1. Dijauhkan dari Ilmu
Seorang pelaku maksiat akan dihalangi mendapatkan ilmu dan mendatangkan kebodohan. Allah menjadikan ilmu sebagai cahaya yang benderang. Sementara perbuatan maksiat akan memadamkannya. Karena itulah ilmu dan maksiat tak bisa berpadu. Sebagaimana perkataan Imam Malik kepada Imam Asy Syafi’i, “Sungguh aku melihat bahwasanya Allah Ta’ala telah memberikan cahaya di hatimu. Janganlah kamu memadamkannya dengan kemaksiatan.”
2. Dihalangi dari Rezeki
Salah satu sebab dibukanya rezeki seseorang adalah ketakwaan kepada Allah. Hal ini berlaku sebaliknya. Seorang yang bermaksiat akan menyebabkan sulitnya mendapatkan rezeki dan mendatangkan kefakiran. Imam Ahmad berkata dalam Al Musnad, “Sungguh seorang hamba akan terhalang dari rezeki karena dosa yang ia kerjakan.” Seseorang akan kembali dibuka rezekinya jika meninggalkan kemaksiatan dan bertaubat darinya.
3. Dipersulit Urusannya
Ketika menghadapi suatu urusan, seorang yang gemar bermaksiat kepada Allah akan dipersulit jalan keluarnya. Ia akan menghadapi banyak masalah hidup dan tak pernah menemukan jalan keluar dari masalah tersebut. Manusia sering kali menghadapi kesulitan demi kesulitan, namun hanya sedikit yang menyadari bahwa kesulitan itu datang akibat kemaksiatan yang dikerjakannya. Akibat ini diketahui dari janji Allah yang menjamin kemudahan urusan setiap hamba-Nya yang bertakwa.

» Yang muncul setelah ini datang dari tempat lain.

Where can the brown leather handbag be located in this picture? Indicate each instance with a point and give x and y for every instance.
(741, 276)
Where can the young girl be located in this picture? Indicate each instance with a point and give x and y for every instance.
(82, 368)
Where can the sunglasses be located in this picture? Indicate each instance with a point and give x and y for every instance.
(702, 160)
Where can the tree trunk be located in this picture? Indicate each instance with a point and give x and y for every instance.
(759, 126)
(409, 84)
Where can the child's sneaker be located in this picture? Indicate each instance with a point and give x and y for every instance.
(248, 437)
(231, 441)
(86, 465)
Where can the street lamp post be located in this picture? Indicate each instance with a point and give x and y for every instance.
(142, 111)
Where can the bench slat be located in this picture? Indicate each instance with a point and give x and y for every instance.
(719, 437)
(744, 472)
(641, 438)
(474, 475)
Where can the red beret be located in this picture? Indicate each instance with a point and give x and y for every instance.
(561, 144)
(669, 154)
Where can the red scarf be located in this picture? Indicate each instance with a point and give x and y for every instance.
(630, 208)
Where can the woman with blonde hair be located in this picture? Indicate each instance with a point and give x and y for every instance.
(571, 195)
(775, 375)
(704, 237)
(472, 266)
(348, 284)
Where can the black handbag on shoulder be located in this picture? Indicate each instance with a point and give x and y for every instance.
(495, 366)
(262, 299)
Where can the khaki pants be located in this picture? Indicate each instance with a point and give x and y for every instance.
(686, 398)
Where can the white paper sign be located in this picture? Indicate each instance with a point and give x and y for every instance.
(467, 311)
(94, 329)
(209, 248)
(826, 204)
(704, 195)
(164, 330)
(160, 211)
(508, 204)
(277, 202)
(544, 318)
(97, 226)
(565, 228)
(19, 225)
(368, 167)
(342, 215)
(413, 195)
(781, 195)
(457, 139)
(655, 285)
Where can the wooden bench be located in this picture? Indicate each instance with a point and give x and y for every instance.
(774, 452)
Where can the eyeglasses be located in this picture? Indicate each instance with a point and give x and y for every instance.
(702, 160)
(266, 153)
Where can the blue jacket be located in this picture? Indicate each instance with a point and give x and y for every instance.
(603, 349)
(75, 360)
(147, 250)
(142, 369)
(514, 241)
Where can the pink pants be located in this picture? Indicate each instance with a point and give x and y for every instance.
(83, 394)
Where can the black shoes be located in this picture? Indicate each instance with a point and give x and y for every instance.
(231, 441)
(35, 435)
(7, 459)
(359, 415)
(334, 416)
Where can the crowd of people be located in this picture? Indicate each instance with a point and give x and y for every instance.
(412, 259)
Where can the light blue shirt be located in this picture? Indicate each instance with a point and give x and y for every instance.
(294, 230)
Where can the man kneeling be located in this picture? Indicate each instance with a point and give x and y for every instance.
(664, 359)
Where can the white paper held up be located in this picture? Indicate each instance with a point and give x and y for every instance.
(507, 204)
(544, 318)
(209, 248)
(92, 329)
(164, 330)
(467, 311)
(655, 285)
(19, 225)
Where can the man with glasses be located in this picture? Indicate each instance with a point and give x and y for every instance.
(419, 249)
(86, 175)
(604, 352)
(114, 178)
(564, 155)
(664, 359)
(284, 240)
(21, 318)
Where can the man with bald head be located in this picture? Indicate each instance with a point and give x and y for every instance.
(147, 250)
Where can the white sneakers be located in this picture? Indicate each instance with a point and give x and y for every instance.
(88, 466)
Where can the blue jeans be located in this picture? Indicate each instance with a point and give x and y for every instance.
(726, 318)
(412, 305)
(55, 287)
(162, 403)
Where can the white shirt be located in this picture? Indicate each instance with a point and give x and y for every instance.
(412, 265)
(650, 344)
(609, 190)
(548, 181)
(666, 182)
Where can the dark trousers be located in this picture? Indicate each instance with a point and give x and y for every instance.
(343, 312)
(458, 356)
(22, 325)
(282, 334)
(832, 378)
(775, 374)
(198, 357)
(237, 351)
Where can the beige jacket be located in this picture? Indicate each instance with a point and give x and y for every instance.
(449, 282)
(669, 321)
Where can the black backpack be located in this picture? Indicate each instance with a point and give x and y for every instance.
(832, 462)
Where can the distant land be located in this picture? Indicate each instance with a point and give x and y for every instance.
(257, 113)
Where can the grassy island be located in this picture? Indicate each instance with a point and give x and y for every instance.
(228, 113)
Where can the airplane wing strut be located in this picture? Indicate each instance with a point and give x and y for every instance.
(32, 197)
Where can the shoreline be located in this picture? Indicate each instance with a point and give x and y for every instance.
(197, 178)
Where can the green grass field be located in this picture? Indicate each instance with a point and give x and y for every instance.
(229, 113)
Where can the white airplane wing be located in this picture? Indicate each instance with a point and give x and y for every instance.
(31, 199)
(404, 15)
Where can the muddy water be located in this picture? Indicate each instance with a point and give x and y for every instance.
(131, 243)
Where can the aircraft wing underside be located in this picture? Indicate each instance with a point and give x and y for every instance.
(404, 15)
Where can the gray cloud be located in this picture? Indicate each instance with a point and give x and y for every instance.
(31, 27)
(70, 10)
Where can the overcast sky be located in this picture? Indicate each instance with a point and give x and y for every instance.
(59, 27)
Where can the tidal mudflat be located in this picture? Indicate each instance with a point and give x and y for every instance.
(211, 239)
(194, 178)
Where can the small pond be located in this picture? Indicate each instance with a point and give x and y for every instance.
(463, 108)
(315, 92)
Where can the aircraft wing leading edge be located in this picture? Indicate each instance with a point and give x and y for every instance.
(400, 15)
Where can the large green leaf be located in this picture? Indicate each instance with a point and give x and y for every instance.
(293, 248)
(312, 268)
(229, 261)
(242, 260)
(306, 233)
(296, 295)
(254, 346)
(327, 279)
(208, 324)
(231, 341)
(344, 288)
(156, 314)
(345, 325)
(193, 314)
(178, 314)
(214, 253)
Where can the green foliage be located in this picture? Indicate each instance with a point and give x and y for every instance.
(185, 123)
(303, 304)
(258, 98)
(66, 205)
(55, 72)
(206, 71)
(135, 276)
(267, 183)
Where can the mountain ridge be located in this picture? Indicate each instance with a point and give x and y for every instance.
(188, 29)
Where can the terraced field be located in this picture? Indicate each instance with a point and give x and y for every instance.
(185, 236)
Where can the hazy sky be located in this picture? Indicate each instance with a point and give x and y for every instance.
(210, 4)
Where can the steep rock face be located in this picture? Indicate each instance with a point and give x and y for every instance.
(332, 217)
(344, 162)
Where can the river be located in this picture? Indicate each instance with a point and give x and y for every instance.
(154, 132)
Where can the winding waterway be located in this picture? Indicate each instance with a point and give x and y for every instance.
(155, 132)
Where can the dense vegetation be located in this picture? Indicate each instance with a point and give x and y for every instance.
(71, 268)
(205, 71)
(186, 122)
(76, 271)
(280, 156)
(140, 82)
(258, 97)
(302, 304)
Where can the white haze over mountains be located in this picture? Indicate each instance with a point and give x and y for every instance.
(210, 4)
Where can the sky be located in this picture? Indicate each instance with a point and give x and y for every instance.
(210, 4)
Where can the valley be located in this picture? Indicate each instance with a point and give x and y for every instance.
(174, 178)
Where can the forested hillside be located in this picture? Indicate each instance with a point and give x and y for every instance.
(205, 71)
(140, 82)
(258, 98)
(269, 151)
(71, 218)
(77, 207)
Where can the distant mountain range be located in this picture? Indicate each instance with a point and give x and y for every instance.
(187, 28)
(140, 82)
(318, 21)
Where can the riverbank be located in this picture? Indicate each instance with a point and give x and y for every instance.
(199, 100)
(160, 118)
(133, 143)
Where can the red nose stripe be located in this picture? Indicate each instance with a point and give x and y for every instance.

4. Hati yang Terus Gelisah
Kegundahan dan kegelisahan akan selalu dirasakan seseorang selama ia diliputi kemaksiatan. Meski betapa besar kenikmatan dari maksiat yang didapatkan, ia tak akan merasakan kehidupan yang damai dan tenang. Rasa gelisah akibat maksiat pun berbeda dari kegelisahan biasa. Inilah perasaan yang paling menyulitkan dalam hidup. Tentu tak ada seorang pun di dunia ini yang tak menginginkan kedamaian dalam hidup. Seorang bijak pernah mengatakan bahwa “Jika dosa-dosa itu telah membuatmu gelisah, tinggalkan dosa itu, niscaya kau akan merasakan ketenangan.”
5. Kesulitan Bermuamalah
Kegelisahan yang terus menumpuk akibat maksiat yang terus saja dilakukan, akan berdampak negatif pula pada saat bersosialisasi atau bermuamalah. Kebaikan orang sekitar tak akan lagi dirasakan, baik kerabat, teman, pasangan, bahkan kendaraan. Sebagaimana banyak dari kalangan ulama terdahulu merasakan, “Sungguh saat aku bermaksiat kepada Allah, aku merasakan dampak buruknya pada tingkah laku istriku dan hewan tungganganku.” Kegelisahan akan meliputi segala aspek hidup, sampai-sampai seorang akan membenci dirinya sendiri karenanya.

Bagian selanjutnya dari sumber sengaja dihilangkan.